Congress Returns; Appears No Closer to Reconciling House and Senate 302(b) Allocations or Solving Border Wall Funding.  The threshold obstacle to moving FY 20 appropriations bills is the lack of an agreement between the House and Senate on the 302(b) allocations to each subcommittee. Reportedly, little progress has been made despite prior agreements on the aggregate spending amount (and also the defense vs. non-defense ceilings). There is no consensus on how much of those totals will be allocated to specific areas. Notably, a main sticking point is how much money will go to Labor-HHS programs versus how much money will go to Homeland Security programs. Even if 302(b) allocations were resolved, Congress also faces a fight over whether border wall funding will be appropriated (and how much, if any) or resolved by acquiescing, by default, to the Administration’s plan to transfer funds from military construction projects.

Does the Current Impasse Over FY 20 Spending Risk a Shutdown?  Both House and Senate appropriators are determined to complete the appropriations process. After all, it’s their job to do so, and failure is both consequential and highly visible. On the other hand, the Washington Post, on October 17, speculated that a shutdown is a possibility, maybe when the current CR expires on November 21.  This week’s Analysis and Commentary explores the question: if the funding impasse continues, could FDA face another shutdown?
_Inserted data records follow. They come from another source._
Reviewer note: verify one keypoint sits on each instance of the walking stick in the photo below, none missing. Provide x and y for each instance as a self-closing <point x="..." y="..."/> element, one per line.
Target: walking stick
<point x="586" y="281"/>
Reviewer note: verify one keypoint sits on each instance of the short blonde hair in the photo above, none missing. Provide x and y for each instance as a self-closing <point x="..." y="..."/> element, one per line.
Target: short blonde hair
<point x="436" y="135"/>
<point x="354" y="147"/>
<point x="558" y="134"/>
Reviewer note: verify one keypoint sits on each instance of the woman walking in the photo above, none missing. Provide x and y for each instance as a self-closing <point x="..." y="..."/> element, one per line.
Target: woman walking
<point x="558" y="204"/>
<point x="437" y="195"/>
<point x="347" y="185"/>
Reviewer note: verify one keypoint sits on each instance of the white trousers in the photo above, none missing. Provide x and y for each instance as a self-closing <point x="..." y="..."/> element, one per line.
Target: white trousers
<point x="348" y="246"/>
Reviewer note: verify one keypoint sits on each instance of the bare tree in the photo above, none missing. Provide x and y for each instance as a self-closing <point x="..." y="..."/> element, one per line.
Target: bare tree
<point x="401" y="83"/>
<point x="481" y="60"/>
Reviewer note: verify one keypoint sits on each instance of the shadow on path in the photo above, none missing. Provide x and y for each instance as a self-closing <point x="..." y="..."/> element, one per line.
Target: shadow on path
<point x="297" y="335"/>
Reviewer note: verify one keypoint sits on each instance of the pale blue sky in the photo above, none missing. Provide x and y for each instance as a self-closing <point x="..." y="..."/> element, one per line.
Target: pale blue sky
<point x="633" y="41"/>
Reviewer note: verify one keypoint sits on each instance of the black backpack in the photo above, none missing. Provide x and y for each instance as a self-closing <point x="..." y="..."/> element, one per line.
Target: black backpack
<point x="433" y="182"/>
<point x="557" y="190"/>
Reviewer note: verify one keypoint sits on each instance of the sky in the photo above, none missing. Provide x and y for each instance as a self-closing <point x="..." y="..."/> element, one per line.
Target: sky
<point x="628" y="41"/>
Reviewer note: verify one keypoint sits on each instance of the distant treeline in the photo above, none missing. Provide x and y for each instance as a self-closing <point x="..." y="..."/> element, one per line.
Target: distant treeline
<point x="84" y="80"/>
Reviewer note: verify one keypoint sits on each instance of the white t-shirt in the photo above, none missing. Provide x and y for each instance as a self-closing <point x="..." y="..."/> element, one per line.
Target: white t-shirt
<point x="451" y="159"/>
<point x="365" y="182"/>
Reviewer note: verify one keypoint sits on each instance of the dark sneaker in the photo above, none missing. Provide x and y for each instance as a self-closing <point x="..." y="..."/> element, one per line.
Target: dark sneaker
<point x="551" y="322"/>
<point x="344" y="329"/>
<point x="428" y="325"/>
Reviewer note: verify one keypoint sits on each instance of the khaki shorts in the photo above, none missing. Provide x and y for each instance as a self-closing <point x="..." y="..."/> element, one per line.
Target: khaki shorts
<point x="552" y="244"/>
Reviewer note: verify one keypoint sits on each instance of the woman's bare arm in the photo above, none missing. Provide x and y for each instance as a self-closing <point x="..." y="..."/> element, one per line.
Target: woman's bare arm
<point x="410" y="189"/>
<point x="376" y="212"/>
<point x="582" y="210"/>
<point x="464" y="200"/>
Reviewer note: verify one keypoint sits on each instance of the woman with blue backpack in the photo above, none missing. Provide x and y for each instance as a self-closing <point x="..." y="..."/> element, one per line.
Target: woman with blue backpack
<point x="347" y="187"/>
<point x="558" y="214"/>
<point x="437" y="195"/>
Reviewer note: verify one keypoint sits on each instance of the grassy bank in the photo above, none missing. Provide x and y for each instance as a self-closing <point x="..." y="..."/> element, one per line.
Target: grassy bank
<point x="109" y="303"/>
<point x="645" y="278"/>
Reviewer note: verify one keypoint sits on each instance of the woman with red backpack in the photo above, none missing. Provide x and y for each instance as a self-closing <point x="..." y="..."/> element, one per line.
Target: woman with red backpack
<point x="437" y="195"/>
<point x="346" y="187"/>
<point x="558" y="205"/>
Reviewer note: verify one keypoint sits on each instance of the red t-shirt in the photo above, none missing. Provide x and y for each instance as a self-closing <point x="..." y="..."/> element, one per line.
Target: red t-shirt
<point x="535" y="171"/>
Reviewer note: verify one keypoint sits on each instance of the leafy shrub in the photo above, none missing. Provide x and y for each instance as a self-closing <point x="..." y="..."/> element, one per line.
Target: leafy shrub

Senate to Start Floor Action on Appropriations Bills.  While negotiations continue on 302(b) allocations, the Senate has scheduled debate and votes next week on funding bills that were approved in September by the Senate Appropriations Committee.  Reportedly, Senate Majority Leader McConnell plans to take up the relatively uncontroversial House-passed H.R. 3055 (Commerce-Justice-Science, Ag-FDA, Military Construction-VA, and Transportation-HUD) and substitute the Senate version of funding for those agencies. Interior-Environment may also be tossed in. Politico reports that

If that bundle can win bipartisan support, then the Senate would take up a more difficult second package, H.R. 2740, which includes the Defense, Labor-HHS-Education, State-Foreign Operations and Energy-Water measures.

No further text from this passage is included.